Haversine Kernel?

I’m just getting started with trying to use Gaussian processes. I have watched Statistical Rethinking 2023 - 16 - Gaussian Processes a few times and listened to some episodes on the Learning Bayesian Statistics where Gaussian processes were discussed. I also read through Gaussian Processes — PyMC 5.15.1 documentation. Now I want to start using them in my own projects, but I would like to use a kernel which doesn’t appear to be implemented yet.

In my case I have observations in terms of latitude and longitude, which I intend on converting to radians. I would like to use a base kernel equal to the haversine distance:

(\phi_1, \phi_2, \lambda_1, \lambda_2) \mapsto 2 r \arcsin \left( \sqrt{\frac{1-\cos(\phi_2-\phi_1) + \cos \phi_1 \cos \phi_2 (1 - \cos (\lambda_2 - \lambda_2) )}{2}} \right)

Is there a straightforward way to implement a kernel like this?

CC @lucianopaz

Hi @Galen_Seilis, that’s a great question with an uncomfortable answer. I had the same question some years ago, and I ended up implementing a Matern kernel that used the Haversine distance (actually the grand-circle distance), and I had to dig deep to find out why my kernel gave back such huge CRAP.

I think that you had the same intuition that I had, use the Haversine distance instead of the Euclidean distance with a standard kernel like one from the Matern family. The short answer is that you cannot simply put any distance function inside of a Matern kernel and hope that the result works as a valid kernel (insert Boromir meme). For a short discussion, you can read section 2.1 here. Defining kernels on manifolds, like a sphere is perfectly possible, but you have to be careful that you end up with a positive semidefinite function at the end (the only real property required by a GP covariance kernel). Putting the Haversine inside Matern, is not positive semidefinite, and makes your GP wrong (it’s like trying to model Gaussian noise using a negative variance).

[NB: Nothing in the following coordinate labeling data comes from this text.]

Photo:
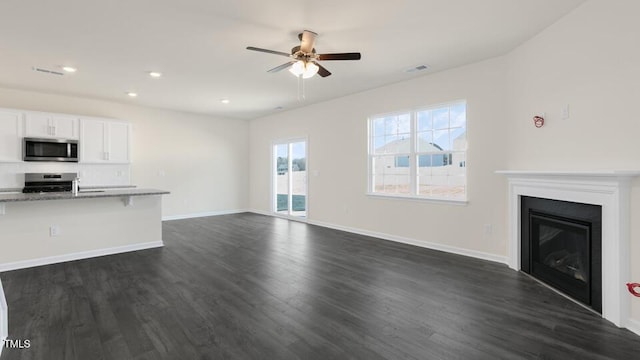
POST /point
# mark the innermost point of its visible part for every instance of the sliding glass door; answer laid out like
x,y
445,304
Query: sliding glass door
x,y
290,178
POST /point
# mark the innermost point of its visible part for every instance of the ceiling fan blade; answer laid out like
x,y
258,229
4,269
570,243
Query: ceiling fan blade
x,y
282,67
307,41
339,56
268,51
322,71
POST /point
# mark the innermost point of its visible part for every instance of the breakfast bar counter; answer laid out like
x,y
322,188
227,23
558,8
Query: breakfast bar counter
x,y
83,194
52,227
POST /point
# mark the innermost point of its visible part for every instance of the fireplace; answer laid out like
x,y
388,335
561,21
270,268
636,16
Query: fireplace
x,y
609,189
562,247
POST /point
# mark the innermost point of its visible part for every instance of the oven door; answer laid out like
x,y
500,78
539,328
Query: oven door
x,y
50,150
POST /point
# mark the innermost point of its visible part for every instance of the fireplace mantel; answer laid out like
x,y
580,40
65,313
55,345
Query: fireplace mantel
x,y
609,189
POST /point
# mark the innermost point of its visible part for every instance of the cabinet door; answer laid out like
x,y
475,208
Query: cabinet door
x,y
65,127
38,125
118,151
10,136
93,141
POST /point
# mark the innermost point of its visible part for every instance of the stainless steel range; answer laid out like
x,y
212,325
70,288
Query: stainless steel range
x,y
48,182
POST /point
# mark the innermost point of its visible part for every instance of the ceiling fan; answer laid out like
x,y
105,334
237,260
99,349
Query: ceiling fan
x,y
304,59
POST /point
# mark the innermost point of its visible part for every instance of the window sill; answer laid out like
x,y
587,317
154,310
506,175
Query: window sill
x,y
419,199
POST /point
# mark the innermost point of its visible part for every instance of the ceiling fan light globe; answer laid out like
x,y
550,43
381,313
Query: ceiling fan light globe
x,y
310,70
298,68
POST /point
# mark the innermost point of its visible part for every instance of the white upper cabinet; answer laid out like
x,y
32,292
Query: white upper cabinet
x,y
44,125
10,136
104,141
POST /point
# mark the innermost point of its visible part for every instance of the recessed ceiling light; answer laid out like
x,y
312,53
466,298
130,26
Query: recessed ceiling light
x,y
417,68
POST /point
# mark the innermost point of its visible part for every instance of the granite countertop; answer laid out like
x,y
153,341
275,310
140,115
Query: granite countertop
x,y
103,187
86,194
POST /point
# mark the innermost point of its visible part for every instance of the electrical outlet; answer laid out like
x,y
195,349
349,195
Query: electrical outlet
x,y
488,229
54,230
564,112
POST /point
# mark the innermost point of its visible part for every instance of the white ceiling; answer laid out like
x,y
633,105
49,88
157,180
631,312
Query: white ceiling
x,y
199,46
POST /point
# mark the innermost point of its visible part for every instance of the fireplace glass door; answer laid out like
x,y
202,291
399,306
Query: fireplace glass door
x,y
561,254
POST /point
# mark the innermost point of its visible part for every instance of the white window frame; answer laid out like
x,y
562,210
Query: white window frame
x,y
413,157
274,186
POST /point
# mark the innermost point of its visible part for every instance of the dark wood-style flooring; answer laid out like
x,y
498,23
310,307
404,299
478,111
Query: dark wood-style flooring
x,y
248,286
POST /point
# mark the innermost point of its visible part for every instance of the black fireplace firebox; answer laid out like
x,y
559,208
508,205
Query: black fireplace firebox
x,y
562,247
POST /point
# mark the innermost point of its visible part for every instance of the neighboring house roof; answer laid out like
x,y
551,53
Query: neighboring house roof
x,y
404,146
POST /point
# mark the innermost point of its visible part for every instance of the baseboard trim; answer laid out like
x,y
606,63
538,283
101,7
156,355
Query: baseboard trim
x,y
202,214
405,240
79,256
4,318
415,242
633,326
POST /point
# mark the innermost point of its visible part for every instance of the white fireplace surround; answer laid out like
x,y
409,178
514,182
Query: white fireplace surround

There are a couple of easy ways around this problem:

  1. Use the Chordal distance instead of the grand-circle distance. This works because Chordal distance is simply Euclidean distance of points that are constrained to be on the surface of a sphere.
  2. Work with projections onto flat 2D planes. An example of this is the UTM system.

The harder path, is to try to actually find a way to get kernels that work with the grand-circle distance. You can have a look at the reference I shared earlier, or you could also try out the things these people say, keeping in mind that they actually want to be able to use non-stationary kernels on the sphere.

7 Likes

Not sure if this is appropriate because the author himself did not link to it: Modeling spatial data with Gaussian processes in PyMC - PyMC Labs but my semantic cluster algorithm thought it could be

2 Likes

I’d like to implement this in PyMC as a HSGP. Unfortunately I can’t promise any timeline though. @bwengals

1 Like

@Galen_Seilis, in your particular case, is latitude/longitude actually the most convenient parameterization?

1 Like

Good question. I don’t have any reason to say that it is optimal to parametrize by lat/long. The coordinates in the data are given as lat/long, but a change of coordinates to improve the math or MCMC is an option. Diffeomorphisms on a sphere are preferable among maps that one may use to change the coordinates.